With nationalism, militarism, and imperialism all showing large presences at the same period in time, a solid ground was formed for the alliance system to build itself on. During the late 1800 s the system of alliances was a big factor that lead to the start of the war. If two or more countries are allied with each other then they have a better chance of defeating their common enemy if war is declared. They also have a higher probability of winning in a war on more than one front if they have alliances providing support. Germany was afraid that France would seek revenge for its defeat to Germany back in 1871. She then decided to keep France isolated and without allies, especially with Russia. She wanted to do this in case of a war so Germany wouldn t have to defend both its east and west boundaries. The French needed to be allies with Russia, so they did as much as they could to see that it happened. For Twenty years, the nations of Europe had been making alliances. It was thought the alliances would promote peace. Each country would be protected by others in case of war, making it foolish for one country to wage war on another. In the summer of 1914 there were two alliances. The Triple Alliance composed of Germany, Austria-Hungary, and Italy, stood opposed to the Triple Entente composed of Britain, France, and Russia.
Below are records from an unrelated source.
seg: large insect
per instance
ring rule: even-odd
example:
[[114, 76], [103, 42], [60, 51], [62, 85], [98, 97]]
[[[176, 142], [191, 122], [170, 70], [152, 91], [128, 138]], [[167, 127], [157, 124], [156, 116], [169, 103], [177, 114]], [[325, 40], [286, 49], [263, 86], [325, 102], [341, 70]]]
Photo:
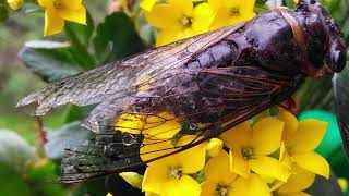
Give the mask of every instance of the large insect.
[[[61, 181], [79, 182], [141, 166], [218, 136], [290, 97], [305, 76], [341, 72], [346, 56], [342, 35], [330, 15], [315, 0], [301, 0], [294, 10], [269, 11], [67, 77], [31, 94], [19, 106], [35, 102], [36, 114], [43, 115], [68, 102], [97, 103], [83, 122], [97, 133], [96, 138], [67, 150], [62, 160]], [[348, 147], [349, 118], [345, 112], [349, 107], [340, 95], [342, 81], [335, 76], [338, 119]], [[159, 114], [164, 112], [172, 118]], [[146, 123], [148, 118], [161, 119], [159, 124], [174, 120], [182, 125], [180, 134], [197, 137], [173, 149], [157, 149], [164, 154], [141, 160], [145, 127], [136, 134], [116, 131], [125, 128], [116, 126], [116, 119], [125, 113], [142, 117]], [[198, 123], [206, 126], [196, 126]]]

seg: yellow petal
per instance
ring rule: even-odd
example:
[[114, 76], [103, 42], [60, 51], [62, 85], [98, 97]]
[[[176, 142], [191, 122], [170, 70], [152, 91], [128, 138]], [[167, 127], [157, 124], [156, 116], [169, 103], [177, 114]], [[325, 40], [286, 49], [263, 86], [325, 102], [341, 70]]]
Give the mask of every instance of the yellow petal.
[[70, 9], [61, 9], [57, 10], [57, 13], [60, 17], [80, 23], [80, 24], [86, 24], [86, 9], [83, 5], [80, 5], [77, 10], [70, 10]]
[[280, 161], [266, 156], [256, 156], [249, 160], [251, 170], [257, 174], [275, 177], [286, 182], [290, 176], [290, 170]]
[[148, 23], [160, 29], [179, 29], [182, 28], [180, 19], [183, 13], [171, 4], [156, 4], [152, 12], [144, 13]]
[[201, 183], [201, 196], [214, 196], [217, 195], [217, 183], [205, 181]]
[[270, 196], [270, 189], [263, 180], [251, 173], [249, 179], [239, 177], [229, 188], [229, 196]]
[[338, 177], [338, 184], [340, 186], [340, 189], [342, 193], [346, 193], [348, 191], [348, 181], [345, 177]]
[[157, 0], [142, 0], [140, 3], [140, 7], [147, 11], [151, 12], [153, 10], [153, 7], [155, 5]]
[[231, 151], [230, 156], [230, 171], [243, 177], [249, 177], [250, 167], [249, 162], [242, 157], [241, 151]]
[[181, 28], [163, 29], [157, 33], [156, 46], [157, 47], [165, 46], [165, 45], [171, 44], [173, 41], [184, 39], [186, 37], [191, 37], [194, 34], [193, 34], [193, 32], [191, 32], [191, 28], [189, 28], [189, 29], [181, 29]]
[[276, 196], [311, 196], [305, 192], [287, 192], [287, 193], [277, 193]]
[[205, 179], [212, 182], [230, 184], [236, 174], [230, 172], [229, 155], [221, 151], [218, 157], [210, 158], [205, 166]]
[[288, 142], [298, 130], [298, 120], [292, 113], [284, 108], [279, 108], [278, 119], [285, 122], [282, 139]]
[[179, 180], [168, 177], [168, 168], [148, 167], [144, 174], [142, 184], [144, 192], [152, 192], [158, 195], [178, 196], [183, 194], [200, 195], [198, 183], [183, 174]]
[[[176, 151], [176, 149], [168, 140], [144, 139], [143, 146], [140, 149], [140, 157], [143, 161], [148, 161], [173, 151]], [[154, 164], [155, 162], [148, 164]]]
[[64, 21], [55, 12], [55, 10], [47, 9], [45, 12], [45, 29], [44, 35], [53, 35], [62, 32]]
[[299, 122], [297, 134], [292, 137], [290, 152], [305, 152], [314, 150], [324, 138], [327, 122], [309, 119]]
[[230, 9], [229, 8], [219, 8], [215, 12], [215, 19], [213, 20], [210, 24], [210, 29], [220, 28], [224, 26], [229, 25], [229, 19], [230, 19]]
[[193, 1], [192, 0], [167, 0], [169, 4], [180, 10], [185, 16], [192, 16]]
[[255, 16], [254, 10], [254, 3], [255, 0], [249, 0], [249, 1], [241, 1], [240, 4], [240, 14], [243, 19], [243, 21], [250, 20]]
[[[156, 120], [153, 120], [153, 123], [154, 122], [156, 123]], [[147, 127], [147, 125], [151, 125], [151, 124], [146, 124], [145, 128]], [[181, 124], [177, 122], [174, 119], [165, 120], [165, 121], [163, 119], [158, 121], [157, 126], [146, 128], [144, 130], [143, 133], [147, 135], [146, 137], [151, 136], [156, 138], [171, 139], [179, 131], [181, 131], [181, 128], [182, 128]]]
[[163, 195], [164, 184], [168, 181], [168, 168], [166, 166], [147, 167], [144, 173], [142, 191]]
[[193, 23], [192, 28], [195, 34], [202, 34], [208, 32], [208, 27], [210, 26], [214, 20], [214, 12], [209, 8], [208, 3], [201, 3], [195, 7], [193, 11]]
[[291, 176], [278, 188], [278, 192], [301, 192], [314, 183], [315, 174], [297, 164], [293, 166], [291, 173]]
[[52, 0], [38, 0], [37, 1], [40, 7], [44, 7], [46, 9], [52, 9], [53, 8], [53, 1]]
[[326, 159], [318, 154], [314, 151], [297, 154], [293, 155], [292, 158], [299, 167], [329, 179], [329, 164]]
[[136, 114], [121, 114], [116, 123], [116, 128], [120, 132], [140, 134], [144, 122], [142, 121], [141, 115]]
[[284, 122], [278, 119], [265, 118], [253, 126], [253, 154], [270, 155], [281, 145]]
[[221, 139], [230, 149], [241, 146], [250, 146], [252, 139], [252, 128], [249, 122], [243, 122], [221, 134]]
[[141, 189], [143, 175], [140, 175], [135, 172], [121, 172], [119, 175], [127, 181], [131, 186]]
[[82, 7], [82, 0], [61, 0], [65, 8], [70, 10], [79, 10]]
[[145, 196], [160, 196], [160, 195], [153, 192], [145, 192]]
[[180, 195], [192, 195], [200, 196], [201, 187], [200, 184], [189, 175], [183, 175], [180, 180], [169, 181], [164, 184], [166, 189], [166, 196], [180, 196]]
[[24, 4], [23, 0], [7, 0], [7, 2], [12, 10], [20, 10]]
[[222, 151], [225, 144], [219, 138], [209, 139], [206, 150], [208, 157], [217, 157]]

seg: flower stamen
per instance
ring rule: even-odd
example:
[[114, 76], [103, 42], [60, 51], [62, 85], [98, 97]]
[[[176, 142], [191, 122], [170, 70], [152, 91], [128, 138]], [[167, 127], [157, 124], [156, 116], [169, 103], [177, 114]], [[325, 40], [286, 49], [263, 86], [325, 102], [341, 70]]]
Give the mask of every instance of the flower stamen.
[[53, 7], [56, 9], [63, 9], [64, 8], [64, 3], [62, 2], [62, 0], [53, 0]]
[[180, 180], [182, 175], [183, 175], [182, 168], [179, 167], [179, 168], [169, 169], [169, 173], [168, 173], [169, 179]]
[[245, 160], [249, 160], [252, 158], [253, 149], [251, 147], [241, 148], [241, 154]]
[[192, 25], [192, 19], [191, 17], [188, 17], [188, 16], [183, 16], [181, 19], [181, 24], [185, 27], [190, 27]]
[[239, 10], [239, 8], [231, 8], [231, 10], [230, 10], [230, 14], [231, 14], [231, 16], [239, 16], [240, 15], [240, 10]]

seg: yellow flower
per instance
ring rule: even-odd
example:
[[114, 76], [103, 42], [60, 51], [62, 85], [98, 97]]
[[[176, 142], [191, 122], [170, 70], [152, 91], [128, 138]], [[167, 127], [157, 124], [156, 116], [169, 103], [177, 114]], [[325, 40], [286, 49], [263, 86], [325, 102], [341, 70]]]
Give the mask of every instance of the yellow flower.
[[194, 8], [194, 0], [168, 0], [167, 2], [155, 4], [151, 12], [145, 12], [148, 23], [159, 29], [157, 46], [208, 30], [214, 19], [208, 3], [200, 3]]
[[222, 150], [225, 144], [219, 138], [212, 138], [207, 144], [207, 155], [208, 157], [217, 157]]
[[338, 177], [338, 184], [340, 186], [340, 189], [346, 193], [348, 191], [348, 181], [345, 177]]
[[[190, 143], [197, 136], [184, 136], [177, 143], [178, 146]], [[142, 160], [148, 160], [152, 156], [146, 155], [146, 150], [166, 149], [178, 147], [173, 146], [170, 140], [158, 144], [147, 145], [141, 148]], [[151, 146], [151, 147], [149, 147]], [[200, 195], [201, 188], [198, 183], [189, 174], [198, 172], [205, 164], [206, 144], [197, 145], [188, 150], [181, 151], [169, 157], [148, 163], [145, 171], [142, 189], [158, 195], [178, 196], [178, 195]], [[143, 155], [143, 156], [142, 156]]]
[[131, 134], [142, 133], [145, 138], [153, 139], [170, 139], [181, 128], [181, 124], [169, 112], [160, 112], [149, 117], [125, 113], [118, 118], [116, 122], [116, 130], [118, 131]]
[[140, 3], [140, 7], [143, 10], [145, 10], [147, 12], [151, 12], [157, 1], [158, 0], [142, 0], [141, 3]]
[[86, 24], [86, 9], [82, 0], [38, 0], [45, 11], [44, 35], [62, 32], [64, 20]]
[[143, 175], [140, 175], [135, 172], [121, 172], [119, 175], [127, 181], [131, 186], [141, 189]]
[[12, 10], [19, 10], [23, 7], [24, 0], [8, 0], [8, 4]]
[[280, 109], [279, 119], [285, 122], [282, 137], [291, 160], [300, 168], [328, 179], [328, 162], [314, 151], [326, 133], [327, 123], [312, 119], [298, 122], [285, 109]]
[[229, 172], [230, 160], [226, 151], [210, 158], [204, 169], [206, 181], [201, 184], [201, 196], [269, 196], [270, 191], [263, 180], [252, 173], [248, 179]]
[[253, 11], [255, 0], [208, 0], [208, 3], [216, 13], [212, 29], [248, 21], [255, 16]]
[[284, 122], [265, 118], [251, 127], [249, 122], [241, 123], [221, 135], [231, 154], [231, 171], [249, 177], [250, 169], [260, 175], [282, 182], [289, 177], [288, 167], [268, 157], [281, 145]]
[[281, 162], [291, 167], [291, 175], [287, 182], [276, 181], [270, 189], [273, 191], [274, 196], [292, 196], [292, 195], [308, 195], [303, 191], [309, 188], [315, 180], [315, 174], [300, 168], [294, 162], [291, 161], [290, 156], [285, 150], [285, 146], [281, 146]]

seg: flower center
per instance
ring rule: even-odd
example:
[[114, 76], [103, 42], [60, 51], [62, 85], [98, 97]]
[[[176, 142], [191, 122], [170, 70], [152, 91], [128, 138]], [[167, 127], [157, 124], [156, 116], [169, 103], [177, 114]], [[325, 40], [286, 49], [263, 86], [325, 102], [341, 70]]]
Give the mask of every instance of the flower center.
[[62, 0], [53, 0], [53, 7], [56, 9], [63, 9], [64, 4], [63, 4]]
[[231, 14], [231, 16], [238, 16], [238, 15], [240, 15], [240, 10], [239, 10], [239, 8], [231, 8], [230, 14]]
[[182, 168], [180, 168], [180, 167], [170, 168], [169, 173], [168, 173], [168, 176], [173, 180], [180, 180], [182, 175], [183, 175], [183, 171], [182, 171]]
[[229, 192], [229, 187], [226, 185], [218, 184], [216, 187], [216, 192], [219, 196], [227, 196]]
[[185, 27], [190, 27], [192, 25], [192, 19], [191, 17], [188, 17], [188, 16], [183, 16], [181, 19], [181, 24]]
[[244, 147], [241, 149], [241, 154], [245, 160], [249, 160], [252, 158], [253, 149], [251, 147]]

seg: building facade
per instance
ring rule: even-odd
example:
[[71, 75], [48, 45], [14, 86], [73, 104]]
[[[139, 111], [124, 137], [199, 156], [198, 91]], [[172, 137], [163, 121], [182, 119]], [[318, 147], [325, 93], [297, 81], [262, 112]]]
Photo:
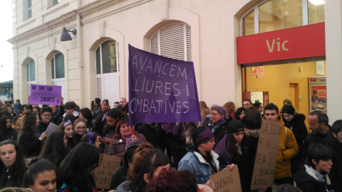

The danger of these alliances was that an argument between two countries could draw all the other nations into a fight. This is just what happened when a conflict between Austria-Hungary and Serbia led to World War 1.
As all these things began to build up the spark that set off the explosion and led to the war was the assassination of Archduke Francis Ferdinand. On July 23, 1914, Austria-Hungary presented Serbia with a lengthy list of demands, with a 48-hour period in which to comply. This conciliation was rejected. Austria reacted on July 28 by declaring war on Serbia. The Russians prepared to defend Serbia. On July 31 the Germans sent a warning to Russia to stop mobilizing its army for war. The Russians ignored the warning, and Germany declared war on Russia on August 1. France came to the aid of its Russian ally by declaring war on Germany. The British hesitated, but when the Germans marched into Belgium, they declared war on Germany on Aug 4.
World War I had begun.
The origins of the First World War constitute a highly difficult and complex topic. Thus, the alliance system was holds the greatest responsibility for the breakout of a world war. However, the alliance system might have never occurred had it not been for nationalism, militarism, and imperialism, the coordination of alliances and the assassination of the Archduke Francis Ferdinand. Germany was not exclusively the blame for the outbreak of WW1, but was a recipe of the immediate causes and long term causes. Germany was accountable for many previous causes, however it is clearly shown that each country took part in the anticipated WW1.